- Interactive map of Kolonja Izaaka
- Coordinates: 53°23′48″N 23°44′13″E﻿ / ﻿53.3967°N 23.7369°E
- Country: Belarus
- Region: Grodno Region
- District: Grodno District
- Founded: 1849
- Destroyed by the Nazis: 1942

= Kolonja Izaaka =

Village in Grodno region, Belarus

Kolonja Izaaka (Kolonia Isaaka, Isakowa, קולוניה איזאקה) was a small Jewish farming village in what is now Belarus, founded in 1849 through government land grants to 26 poor Jewish families for the purpose of engaging in agriculture. The settlement existed continuously until liquidated by the Nazis in November, 1942. It is a prime example of Jewish agricultural colonies in the Russian Empire.

== Location ==
The community was founded 1.5 km southwest of the town of Odelsk, then part of Grodno Governorate. After World War I, the community was annexed into the newly reunified Poland. Although Odelsk still exists, the former site of Kolonja Izaaka is now a border zone, accessible only to Belarus border police and guard dogs.
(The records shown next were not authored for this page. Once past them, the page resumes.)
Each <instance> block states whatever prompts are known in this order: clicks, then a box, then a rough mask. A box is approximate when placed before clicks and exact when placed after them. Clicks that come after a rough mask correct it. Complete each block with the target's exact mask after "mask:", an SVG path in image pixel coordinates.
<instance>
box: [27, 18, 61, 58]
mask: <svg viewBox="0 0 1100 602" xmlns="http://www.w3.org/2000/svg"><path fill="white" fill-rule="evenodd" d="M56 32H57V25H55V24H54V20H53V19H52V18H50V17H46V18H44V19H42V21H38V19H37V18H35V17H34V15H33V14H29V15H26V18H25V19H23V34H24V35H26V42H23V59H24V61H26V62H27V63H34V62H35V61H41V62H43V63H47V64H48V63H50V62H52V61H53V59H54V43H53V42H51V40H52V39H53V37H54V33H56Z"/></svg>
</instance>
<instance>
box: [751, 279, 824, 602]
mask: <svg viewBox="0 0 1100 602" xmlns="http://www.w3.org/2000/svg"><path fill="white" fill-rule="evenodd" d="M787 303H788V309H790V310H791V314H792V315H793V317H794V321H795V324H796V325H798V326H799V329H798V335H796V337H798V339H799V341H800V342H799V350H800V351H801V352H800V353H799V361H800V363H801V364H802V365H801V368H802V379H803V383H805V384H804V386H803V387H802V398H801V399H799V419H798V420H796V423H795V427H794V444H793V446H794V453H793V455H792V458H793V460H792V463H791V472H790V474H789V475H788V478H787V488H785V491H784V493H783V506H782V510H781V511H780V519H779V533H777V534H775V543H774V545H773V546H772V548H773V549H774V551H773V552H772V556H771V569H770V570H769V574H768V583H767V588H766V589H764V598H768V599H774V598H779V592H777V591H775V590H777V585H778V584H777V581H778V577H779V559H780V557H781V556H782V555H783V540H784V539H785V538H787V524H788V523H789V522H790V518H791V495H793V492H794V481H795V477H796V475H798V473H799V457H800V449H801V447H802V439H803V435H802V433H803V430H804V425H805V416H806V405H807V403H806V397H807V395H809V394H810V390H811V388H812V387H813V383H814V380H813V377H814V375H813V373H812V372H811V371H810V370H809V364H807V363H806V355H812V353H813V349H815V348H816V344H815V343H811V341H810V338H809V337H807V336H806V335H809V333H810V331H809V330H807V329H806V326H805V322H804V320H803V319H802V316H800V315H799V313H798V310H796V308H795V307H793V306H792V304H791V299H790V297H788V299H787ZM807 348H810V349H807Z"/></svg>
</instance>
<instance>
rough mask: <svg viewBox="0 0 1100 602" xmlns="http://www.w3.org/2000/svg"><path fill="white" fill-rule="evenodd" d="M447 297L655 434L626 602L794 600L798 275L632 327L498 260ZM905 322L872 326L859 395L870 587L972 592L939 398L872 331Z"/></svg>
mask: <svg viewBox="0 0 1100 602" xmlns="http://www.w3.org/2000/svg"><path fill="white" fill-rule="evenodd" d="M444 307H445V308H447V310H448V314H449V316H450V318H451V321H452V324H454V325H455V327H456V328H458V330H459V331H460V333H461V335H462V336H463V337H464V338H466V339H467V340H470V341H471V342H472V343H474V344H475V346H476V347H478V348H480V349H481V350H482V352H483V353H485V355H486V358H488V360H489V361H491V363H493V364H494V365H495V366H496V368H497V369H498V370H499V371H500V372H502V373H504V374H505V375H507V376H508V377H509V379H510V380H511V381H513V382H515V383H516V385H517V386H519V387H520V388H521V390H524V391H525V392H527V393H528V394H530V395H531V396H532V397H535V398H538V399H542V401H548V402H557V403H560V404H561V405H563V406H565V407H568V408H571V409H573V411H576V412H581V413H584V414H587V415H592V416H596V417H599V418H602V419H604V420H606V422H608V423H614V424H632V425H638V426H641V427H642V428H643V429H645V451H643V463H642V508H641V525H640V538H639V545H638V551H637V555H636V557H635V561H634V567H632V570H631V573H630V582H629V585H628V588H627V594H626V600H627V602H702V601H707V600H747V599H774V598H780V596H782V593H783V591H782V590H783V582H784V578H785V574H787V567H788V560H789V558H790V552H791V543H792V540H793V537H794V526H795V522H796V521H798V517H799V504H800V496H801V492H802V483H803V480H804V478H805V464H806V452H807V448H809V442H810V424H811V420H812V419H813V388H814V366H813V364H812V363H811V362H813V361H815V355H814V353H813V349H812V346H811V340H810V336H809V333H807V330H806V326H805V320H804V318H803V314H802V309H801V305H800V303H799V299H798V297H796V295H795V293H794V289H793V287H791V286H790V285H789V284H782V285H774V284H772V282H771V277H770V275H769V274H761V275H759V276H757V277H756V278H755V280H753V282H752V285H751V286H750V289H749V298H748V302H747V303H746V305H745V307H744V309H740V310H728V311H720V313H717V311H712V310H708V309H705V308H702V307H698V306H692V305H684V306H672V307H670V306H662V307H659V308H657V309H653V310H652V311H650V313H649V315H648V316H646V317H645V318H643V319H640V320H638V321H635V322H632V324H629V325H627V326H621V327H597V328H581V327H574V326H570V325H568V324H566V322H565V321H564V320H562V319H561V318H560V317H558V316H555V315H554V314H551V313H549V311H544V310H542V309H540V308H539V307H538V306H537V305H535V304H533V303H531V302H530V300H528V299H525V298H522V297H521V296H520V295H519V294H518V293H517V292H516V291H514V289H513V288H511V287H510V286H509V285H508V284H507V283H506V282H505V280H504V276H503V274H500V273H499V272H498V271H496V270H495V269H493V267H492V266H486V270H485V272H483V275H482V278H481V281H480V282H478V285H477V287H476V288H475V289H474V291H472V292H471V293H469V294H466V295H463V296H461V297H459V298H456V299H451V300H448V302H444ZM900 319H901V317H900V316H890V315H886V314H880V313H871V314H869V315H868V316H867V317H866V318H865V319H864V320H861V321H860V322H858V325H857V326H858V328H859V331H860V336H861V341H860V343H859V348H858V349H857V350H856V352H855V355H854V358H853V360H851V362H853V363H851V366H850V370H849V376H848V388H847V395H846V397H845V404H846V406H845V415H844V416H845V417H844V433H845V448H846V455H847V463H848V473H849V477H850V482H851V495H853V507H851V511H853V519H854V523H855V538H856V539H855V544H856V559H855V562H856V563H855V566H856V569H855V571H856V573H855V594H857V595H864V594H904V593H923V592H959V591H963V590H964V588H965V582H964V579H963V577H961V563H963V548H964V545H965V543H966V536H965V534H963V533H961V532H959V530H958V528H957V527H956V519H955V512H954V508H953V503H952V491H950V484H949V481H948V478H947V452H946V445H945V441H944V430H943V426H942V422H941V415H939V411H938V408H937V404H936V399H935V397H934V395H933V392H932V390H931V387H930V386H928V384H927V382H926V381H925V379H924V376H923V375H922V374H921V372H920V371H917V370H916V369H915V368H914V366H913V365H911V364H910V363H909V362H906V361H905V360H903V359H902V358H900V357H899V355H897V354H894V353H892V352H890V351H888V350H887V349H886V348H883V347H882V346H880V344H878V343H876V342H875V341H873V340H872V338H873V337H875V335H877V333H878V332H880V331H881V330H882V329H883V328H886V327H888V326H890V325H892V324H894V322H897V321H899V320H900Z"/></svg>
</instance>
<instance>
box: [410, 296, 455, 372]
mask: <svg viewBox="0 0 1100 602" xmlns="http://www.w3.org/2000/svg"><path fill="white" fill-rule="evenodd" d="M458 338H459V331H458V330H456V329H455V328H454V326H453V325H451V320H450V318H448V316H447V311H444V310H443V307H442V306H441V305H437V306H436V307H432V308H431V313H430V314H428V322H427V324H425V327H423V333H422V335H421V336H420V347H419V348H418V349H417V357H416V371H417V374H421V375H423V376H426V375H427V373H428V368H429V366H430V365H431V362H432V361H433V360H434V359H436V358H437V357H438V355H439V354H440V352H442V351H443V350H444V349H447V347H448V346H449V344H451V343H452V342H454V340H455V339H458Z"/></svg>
== Life in Kolonja Izaaka ==
The community at Kolonja Izaaka survived through growing various crops, including grains, legumes, orchard fruits, and by raising bees for honey. They sold their goods at market in nearby Sokółka. They received direct financial support from the Jewish Colonization Association, founded by Baron Maurice de Hirsch, as well as training support from ORT.

== Salomon Salit's study of Kolonja Izaaka ==

In 1934, Salomon Salit, a Jewish PhD student in agrarian economics at the University of Warsaw, published a dissertation about Kolonja Izaaka. It is a detailed record of the community's founding, economics and daily life. This book has been digitized and is available as a free download through the Polish library system.

== The destruction of Kolonja Izaaka ==

The Kolonja Izaaka community was destroyed by the Germany in 1942. There are differing reports as to their fate. They were probably moved, with the Jews of Odelsk, to the Kiełbasin Transit Camp near Grodno. From there they were likely transported within weeks to Treblinka or to Auschwitz-Birkenau. Some relatives of those who perished reported that their loved ones died in the death camps at Majdanek. In 1946 the colony was liquidated together with the nearby village of Charnavshchyzna (Чарнаўшчызна) due to the newly formed border between the People's Republic of Poland and the Soviet Union passing there.